Our laboratory has a dedicated lab instructor, who trains us on laboratory procedures, reviews our experimental plans, and ensures compliance with laboratory safety requirements. In addition, our team members are vigilant about the general biosafety standards of synthetic biology, consult literature to design more efficient safety modules, and regularly communicate with our mentor to discuss and optimize product safety.

Our work is carried out in strict accordance with the relevant laws and regulations and campus safety rules.

Ministry of Education of the People's Republic of China has released the "Safety Regulations for Higher Education Laboratory" and distributed it to all higher education institutions.

At Zhejiang University, the Laboratory Equipment and Management Department is responsible for the supervision and safety management of all laboratories.

For biosafety considerations, in order to prevent engineered bacteria and their related metabolites from causing harm to the environment or human beings after fabric dyeing, we also designed a hardware biosafety module.

The hardware biosafety module is derived from the hardware-based temperature control module. According to the experiment, all the engineered bacteria would lose their biological activity in 10 minutes at 70℃. Therefore, we controlled the temperature control system and heated the engineered bacteria after dyeing, so that the engineered bacteria could maintain for 10 minutes at 75℃.
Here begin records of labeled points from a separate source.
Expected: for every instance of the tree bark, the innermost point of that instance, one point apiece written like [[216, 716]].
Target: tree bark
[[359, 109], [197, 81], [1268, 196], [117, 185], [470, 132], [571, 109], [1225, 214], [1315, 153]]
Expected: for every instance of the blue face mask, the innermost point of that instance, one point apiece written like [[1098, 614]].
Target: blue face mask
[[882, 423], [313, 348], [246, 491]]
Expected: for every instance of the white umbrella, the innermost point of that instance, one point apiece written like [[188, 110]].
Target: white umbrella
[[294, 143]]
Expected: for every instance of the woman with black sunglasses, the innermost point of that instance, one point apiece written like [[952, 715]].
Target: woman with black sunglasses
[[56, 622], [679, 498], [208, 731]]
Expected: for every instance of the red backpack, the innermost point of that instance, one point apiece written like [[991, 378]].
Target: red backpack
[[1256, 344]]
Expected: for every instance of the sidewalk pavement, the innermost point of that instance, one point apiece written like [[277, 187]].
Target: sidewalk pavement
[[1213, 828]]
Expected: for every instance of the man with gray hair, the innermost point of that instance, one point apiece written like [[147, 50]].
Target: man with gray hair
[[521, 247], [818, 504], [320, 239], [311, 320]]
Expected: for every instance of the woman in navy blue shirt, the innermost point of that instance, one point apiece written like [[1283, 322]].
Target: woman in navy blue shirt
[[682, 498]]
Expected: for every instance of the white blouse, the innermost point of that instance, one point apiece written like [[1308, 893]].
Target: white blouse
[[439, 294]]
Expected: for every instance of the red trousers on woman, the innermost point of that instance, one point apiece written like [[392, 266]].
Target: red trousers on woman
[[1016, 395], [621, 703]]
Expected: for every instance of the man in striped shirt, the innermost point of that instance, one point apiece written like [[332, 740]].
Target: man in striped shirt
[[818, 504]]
Associate Professor Yang Fan is the instructor of our lab. She has been in charge of our lab for 8 years. She is familiar with most molecule cloning experiments and can offer suggestions at any time. So our experiment specification is under the control of the instructor in order to avoid any possible danger. Before we began our business in the lab, we also had a 'safety education class' delivered by her to train us the specific rules to follow in the lab and how to deal with the possible emergency. When we are carrying out our experiments, our instructor will supervise our experimental operations, decreasing the posibility of unnecessary danger and damages.
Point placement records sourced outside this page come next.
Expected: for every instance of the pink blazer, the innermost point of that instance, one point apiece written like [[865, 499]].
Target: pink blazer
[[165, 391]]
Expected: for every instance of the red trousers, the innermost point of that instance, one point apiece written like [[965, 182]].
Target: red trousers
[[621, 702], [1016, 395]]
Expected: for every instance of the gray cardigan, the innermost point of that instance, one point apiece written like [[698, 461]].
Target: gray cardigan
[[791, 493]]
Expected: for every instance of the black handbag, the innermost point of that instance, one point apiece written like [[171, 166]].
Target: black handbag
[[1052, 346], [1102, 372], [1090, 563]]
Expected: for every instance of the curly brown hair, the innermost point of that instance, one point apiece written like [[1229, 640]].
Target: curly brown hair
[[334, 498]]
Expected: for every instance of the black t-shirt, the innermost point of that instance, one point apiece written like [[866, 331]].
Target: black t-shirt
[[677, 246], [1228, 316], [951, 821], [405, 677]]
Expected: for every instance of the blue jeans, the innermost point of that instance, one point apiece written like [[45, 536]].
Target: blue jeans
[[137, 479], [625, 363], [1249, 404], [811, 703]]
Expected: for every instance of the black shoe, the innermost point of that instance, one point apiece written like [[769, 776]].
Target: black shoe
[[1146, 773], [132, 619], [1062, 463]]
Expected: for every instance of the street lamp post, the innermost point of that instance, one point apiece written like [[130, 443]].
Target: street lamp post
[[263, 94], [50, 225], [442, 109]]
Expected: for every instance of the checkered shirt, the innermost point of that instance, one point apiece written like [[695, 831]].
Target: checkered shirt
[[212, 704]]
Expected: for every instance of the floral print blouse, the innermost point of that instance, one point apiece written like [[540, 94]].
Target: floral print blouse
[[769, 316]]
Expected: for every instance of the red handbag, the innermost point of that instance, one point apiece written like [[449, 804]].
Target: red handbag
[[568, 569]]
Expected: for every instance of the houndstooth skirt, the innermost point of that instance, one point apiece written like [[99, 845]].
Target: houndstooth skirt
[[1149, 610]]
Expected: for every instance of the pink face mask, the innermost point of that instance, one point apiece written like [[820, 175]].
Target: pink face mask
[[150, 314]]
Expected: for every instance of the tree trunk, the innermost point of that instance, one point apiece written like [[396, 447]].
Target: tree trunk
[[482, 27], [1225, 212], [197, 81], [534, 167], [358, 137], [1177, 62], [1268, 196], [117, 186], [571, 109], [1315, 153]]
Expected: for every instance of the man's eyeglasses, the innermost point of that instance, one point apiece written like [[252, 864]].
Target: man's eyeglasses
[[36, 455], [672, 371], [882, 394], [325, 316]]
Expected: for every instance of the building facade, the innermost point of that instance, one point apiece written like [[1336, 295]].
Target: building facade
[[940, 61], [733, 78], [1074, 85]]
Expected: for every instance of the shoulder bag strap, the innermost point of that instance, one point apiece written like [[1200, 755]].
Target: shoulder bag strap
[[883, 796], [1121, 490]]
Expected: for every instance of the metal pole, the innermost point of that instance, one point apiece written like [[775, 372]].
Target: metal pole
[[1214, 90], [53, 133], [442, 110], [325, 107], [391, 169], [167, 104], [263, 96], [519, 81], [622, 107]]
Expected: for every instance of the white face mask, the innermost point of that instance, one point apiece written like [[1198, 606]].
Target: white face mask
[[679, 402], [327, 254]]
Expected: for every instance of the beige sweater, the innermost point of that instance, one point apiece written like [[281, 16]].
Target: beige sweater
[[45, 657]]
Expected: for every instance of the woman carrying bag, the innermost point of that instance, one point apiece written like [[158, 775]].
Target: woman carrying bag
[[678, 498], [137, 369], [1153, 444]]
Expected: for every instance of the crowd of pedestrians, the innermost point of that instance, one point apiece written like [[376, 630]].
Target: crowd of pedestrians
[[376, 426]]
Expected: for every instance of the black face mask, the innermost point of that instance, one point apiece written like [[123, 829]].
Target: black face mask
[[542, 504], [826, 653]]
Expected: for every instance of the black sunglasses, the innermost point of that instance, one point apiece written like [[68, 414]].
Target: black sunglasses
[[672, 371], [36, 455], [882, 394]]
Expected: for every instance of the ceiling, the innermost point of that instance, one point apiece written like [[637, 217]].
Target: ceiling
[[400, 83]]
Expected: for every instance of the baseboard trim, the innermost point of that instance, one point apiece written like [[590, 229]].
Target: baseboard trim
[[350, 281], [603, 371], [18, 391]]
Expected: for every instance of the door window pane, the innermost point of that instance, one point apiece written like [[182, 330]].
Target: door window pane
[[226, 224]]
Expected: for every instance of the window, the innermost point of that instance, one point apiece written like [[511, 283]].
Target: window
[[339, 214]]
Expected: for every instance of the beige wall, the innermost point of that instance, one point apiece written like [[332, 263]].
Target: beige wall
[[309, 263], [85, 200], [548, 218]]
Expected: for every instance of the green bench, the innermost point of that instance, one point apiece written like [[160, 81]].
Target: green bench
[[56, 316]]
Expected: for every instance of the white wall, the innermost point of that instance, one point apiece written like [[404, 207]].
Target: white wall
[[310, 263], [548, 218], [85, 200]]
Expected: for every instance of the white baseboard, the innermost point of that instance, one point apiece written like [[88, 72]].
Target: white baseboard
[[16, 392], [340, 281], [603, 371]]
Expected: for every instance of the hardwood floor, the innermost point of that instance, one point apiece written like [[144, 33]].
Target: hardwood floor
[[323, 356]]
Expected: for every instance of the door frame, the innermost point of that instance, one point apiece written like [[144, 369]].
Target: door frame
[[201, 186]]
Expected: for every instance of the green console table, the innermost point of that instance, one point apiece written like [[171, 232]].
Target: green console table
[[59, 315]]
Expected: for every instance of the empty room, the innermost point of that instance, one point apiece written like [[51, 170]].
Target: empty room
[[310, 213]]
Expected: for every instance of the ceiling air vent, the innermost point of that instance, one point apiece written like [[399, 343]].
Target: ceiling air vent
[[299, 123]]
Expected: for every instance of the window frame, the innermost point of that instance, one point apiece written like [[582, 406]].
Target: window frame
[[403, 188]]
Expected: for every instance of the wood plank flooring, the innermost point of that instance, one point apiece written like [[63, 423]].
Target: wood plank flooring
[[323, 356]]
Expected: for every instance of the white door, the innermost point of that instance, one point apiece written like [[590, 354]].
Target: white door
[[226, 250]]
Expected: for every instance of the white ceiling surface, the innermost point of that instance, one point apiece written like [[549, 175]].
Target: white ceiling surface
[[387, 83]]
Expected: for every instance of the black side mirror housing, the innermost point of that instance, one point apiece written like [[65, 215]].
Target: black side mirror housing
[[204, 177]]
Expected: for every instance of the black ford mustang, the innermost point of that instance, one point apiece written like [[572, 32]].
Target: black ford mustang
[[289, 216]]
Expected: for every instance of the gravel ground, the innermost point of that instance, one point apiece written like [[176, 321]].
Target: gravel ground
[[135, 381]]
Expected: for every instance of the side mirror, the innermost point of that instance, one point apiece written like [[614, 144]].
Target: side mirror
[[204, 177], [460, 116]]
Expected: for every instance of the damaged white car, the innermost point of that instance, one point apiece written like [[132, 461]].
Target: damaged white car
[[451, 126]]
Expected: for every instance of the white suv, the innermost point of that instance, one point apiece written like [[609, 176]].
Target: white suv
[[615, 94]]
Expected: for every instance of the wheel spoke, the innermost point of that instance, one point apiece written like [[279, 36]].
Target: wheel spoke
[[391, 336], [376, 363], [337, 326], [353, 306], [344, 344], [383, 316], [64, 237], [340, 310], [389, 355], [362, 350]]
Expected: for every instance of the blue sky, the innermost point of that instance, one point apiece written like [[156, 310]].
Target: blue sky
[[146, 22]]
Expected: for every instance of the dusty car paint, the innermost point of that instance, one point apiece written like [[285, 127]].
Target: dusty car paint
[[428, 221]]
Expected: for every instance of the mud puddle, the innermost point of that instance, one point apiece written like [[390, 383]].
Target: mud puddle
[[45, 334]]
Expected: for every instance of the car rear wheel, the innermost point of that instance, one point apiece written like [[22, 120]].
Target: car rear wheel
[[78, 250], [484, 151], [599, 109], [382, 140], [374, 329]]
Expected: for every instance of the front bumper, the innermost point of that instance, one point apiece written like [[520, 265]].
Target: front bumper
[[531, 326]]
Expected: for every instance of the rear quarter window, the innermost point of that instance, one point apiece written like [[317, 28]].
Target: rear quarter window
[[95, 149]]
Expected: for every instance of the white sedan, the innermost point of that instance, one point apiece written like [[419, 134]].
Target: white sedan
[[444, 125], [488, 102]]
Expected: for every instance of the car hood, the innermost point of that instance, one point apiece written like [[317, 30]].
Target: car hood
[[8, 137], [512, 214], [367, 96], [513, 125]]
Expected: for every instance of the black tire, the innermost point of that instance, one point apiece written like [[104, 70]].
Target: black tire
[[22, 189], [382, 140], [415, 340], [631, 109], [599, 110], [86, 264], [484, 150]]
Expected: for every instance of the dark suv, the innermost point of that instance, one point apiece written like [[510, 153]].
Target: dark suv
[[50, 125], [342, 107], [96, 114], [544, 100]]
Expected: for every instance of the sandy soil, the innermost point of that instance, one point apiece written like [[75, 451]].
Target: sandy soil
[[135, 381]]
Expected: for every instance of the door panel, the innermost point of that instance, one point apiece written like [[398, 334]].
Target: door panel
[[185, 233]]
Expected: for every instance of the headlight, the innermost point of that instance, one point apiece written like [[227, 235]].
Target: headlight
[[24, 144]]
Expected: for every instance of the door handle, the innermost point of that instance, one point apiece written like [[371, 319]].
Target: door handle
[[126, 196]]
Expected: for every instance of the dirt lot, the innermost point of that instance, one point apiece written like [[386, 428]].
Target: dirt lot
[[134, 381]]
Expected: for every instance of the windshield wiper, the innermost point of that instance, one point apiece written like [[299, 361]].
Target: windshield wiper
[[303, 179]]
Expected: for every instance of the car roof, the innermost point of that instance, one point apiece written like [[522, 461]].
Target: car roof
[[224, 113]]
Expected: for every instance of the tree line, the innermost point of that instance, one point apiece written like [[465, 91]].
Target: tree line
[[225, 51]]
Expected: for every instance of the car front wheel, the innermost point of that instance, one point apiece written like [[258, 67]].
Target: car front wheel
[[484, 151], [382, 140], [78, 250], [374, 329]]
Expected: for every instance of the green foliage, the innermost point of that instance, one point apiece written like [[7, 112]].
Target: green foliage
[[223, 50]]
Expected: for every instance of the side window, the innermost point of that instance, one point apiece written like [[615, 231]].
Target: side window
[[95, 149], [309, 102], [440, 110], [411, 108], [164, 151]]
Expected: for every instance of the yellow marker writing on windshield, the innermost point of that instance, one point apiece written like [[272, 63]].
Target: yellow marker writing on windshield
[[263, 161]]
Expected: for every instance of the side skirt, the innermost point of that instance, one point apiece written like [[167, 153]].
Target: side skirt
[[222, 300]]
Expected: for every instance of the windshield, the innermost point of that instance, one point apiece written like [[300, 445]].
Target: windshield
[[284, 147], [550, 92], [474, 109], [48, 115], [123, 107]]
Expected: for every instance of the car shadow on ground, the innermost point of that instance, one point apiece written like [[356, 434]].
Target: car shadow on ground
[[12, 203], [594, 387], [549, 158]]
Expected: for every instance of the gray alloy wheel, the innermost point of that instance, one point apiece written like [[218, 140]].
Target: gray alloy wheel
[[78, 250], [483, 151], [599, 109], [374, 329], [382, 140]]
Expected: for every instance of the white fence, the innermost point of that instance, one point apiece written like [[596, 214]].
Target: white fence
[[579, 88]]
Before the engineered bacteria are officially released into the environment, rigorous biosafety test in accordance with the requirements of national governments and relevant departments will be conducted. This is to ensure that the engineered bacteria and related biological components will not cause harm to the environment. Our team will also work under the guidance of technical personnel to modify the biological components and optimize them to be harmless to the environment, thus minimizing any potential risks. Complete and reliable experimental data will be included in the preparation of the application documents for approval, thus providing the basis for patent application and application approval.